A node should track their own radius value and provide this value in all Ping or Pong messages it sends to other nodes.
See ./spec/required_block_state_format.md for
the specification of the RequiredBlockState
data type.
The content is addressed in the portal network using the blockhash, similar to the block header in the history sub-protocol.
content := # See RequiredBlockState in the spec ./spec/required_block_state.md
required_block_state_key := Container(block_hash: Bytes32)
selector := 0x00
content_key := selector + SSZ.serialize(required_block_state_key)
content_id := keccak(content_key)
A bridge node composes proofs for blocks when available. The network aims to have RequiredBlockState
for every block older than 256 blocks.
There are two modes in which a bridge mode may operate:
- Contemporary: to populate data for recent (<=256) blocks. A bridge can be a full node.
- Historic: to populate data for old (>256) blocks.
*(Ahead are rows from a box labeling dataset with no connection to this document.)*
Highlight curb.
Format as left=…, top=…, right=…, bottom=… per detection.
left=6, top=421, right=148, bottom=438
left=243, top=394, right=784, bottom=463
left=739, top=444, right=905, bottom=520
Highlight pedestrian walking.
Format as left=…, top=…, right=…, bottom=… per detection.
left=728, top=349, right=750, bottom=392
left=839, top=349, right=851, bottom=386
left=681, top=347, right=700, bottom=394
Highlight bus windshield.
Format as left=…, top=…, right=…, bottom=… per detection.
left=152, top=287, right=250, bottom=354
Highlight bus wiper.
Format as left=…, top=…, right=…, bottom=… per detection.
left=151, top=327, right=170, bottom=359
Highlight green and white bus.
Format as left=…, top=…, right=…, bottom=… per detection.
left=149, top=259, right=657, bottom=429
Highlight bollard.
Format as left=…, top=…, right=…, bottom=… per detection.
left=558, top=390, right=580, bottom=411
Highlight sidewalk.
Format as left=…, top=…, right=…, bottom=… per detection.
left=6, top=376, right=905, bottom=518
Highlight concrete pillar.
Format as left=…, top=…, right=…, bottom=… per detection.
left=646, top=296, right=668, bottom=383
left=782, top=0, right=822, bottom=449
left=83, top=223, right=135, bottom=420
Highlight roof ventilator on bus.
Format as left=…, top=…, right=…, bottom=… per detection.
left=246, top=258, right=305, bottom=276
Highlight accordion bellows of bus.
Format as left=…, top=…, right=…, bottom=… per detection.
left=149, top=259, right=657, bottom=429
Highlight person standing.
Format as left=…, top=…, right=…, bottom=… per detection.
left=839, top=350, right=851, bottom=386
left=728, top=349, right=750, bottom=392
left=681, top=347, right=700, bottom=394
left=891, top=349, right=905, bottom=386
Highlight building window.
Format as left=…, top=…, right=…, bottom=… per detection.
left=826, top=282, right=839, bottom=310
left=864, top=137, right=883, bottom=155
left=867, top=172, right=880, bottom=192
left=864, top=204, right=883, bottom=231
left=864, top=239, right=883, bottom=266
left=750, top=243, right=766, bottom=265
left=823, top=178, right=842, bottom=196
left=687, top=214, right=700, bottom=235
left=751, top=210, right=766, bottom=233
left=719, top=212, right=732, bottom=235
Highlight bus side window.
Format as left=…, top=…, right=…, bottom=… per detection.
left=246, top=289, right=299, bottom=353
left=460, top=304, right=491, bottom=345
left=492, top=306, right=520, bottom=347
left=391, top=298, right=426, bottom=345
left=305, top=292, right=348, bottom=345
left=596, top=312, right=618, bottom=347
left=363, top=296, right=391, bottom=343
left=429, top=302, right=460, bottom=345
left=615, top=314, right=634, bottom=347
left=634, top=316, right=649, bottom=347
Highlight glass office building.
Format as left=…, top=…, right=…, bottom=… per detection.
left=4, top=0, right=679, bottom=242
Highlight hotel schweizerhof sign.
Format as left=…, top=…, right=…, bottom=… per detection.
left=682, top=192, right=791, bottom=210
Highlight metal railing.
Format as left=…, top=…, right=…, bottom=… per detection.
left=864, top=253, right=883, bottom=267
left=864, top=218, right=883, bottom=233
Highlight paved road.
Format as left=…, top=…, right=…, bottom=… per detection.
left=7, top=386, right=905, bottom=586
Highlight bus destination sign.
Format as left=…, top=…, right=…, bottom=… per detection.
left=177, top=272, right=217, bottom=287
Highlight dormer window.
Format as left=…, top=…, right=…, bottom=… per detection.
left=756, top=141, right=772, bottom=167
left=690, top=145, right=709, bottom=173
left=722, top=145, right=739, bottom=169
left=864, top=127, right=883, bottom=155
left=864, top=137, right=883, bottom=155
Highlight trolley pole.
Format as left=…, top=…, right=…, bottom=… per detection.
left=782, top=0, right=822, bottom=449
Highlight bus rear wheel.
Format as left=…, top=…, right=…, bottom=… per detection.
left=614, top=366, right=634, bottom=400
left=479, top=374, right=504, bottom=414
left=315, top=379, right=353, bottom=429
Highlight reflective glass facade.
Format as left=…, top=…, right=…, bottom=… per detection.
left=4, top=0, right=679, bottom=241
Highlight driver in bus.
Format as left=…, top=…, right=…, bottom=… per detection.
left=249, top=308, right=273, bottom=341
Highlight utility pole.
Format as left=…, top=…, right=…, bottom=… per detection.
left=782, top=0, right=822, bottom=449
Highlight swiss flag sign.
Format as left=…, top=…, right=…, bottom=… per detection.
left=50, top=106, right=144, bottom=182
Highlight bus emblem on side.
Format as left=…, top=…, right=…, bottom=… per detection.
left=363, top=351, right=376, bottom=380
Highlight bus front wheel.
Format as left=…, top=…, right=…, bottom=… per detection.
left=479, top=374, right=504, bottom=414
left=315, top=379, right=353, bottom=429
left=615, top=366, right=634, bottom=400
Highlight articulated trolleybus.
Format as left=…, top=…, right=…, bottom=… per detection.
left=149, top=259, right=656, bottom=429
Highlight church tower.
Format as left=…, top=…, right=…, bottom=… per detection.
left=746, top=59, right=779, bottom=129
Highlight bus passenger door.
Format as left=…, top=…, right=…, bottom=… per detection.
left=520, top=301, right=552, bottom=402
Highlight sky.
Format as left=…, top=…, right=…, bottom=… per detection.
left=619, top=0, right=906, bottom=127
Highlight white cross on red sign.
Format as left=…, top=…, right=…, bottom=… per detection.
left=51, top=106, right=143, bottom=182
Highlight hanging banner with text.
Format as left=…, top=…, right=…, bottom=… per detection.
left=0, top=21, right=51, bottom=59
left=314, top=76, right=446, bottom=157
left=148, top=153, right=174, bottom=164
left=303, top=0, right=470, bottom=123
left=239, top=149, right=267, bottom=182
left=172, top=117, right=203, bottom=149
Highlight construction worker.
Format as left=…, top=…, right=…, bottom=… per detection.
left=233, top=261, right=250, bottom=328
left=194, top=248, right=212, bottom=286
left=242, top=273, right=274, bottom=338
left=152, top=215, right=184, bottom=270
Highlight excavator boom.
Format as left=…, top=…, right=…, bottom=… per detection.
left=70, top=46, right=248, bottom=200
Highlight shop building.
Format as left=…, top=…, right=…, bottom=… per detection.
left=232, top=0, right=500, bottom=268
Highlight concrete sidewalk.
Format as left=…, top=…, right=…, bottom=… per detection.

An bridge must be an archive node.
The bridge node must have access to a node that has the following methods:
- eth_debugTraceBlockByNumber
- prestateTracer.
- default, with memory disabled.
- eth_getProof
- eth_getBlockByNumber
The bridge node gossips each proof to some (bounded-size) subset of its peers who are closest to the data based on the distance metric.
Historical bridge mode requires archive node, contemporary mode only requires full node.
Entire blockchain
<0>-------------...----------<256>-------------------head
Bridge modes
|-------------Historic-------|-----Contemporary------|
Some node architectures (flat architecture) make eth_getProof
for old blocks difficult. See erigontech/erigon#7748. Recent blocks are not problematic.
The network promises to have data for blocks older than 256 blocks. So, this lead-time allows bridge nodes in contemporary mode to populate the network before they fall outside this 'easy' window.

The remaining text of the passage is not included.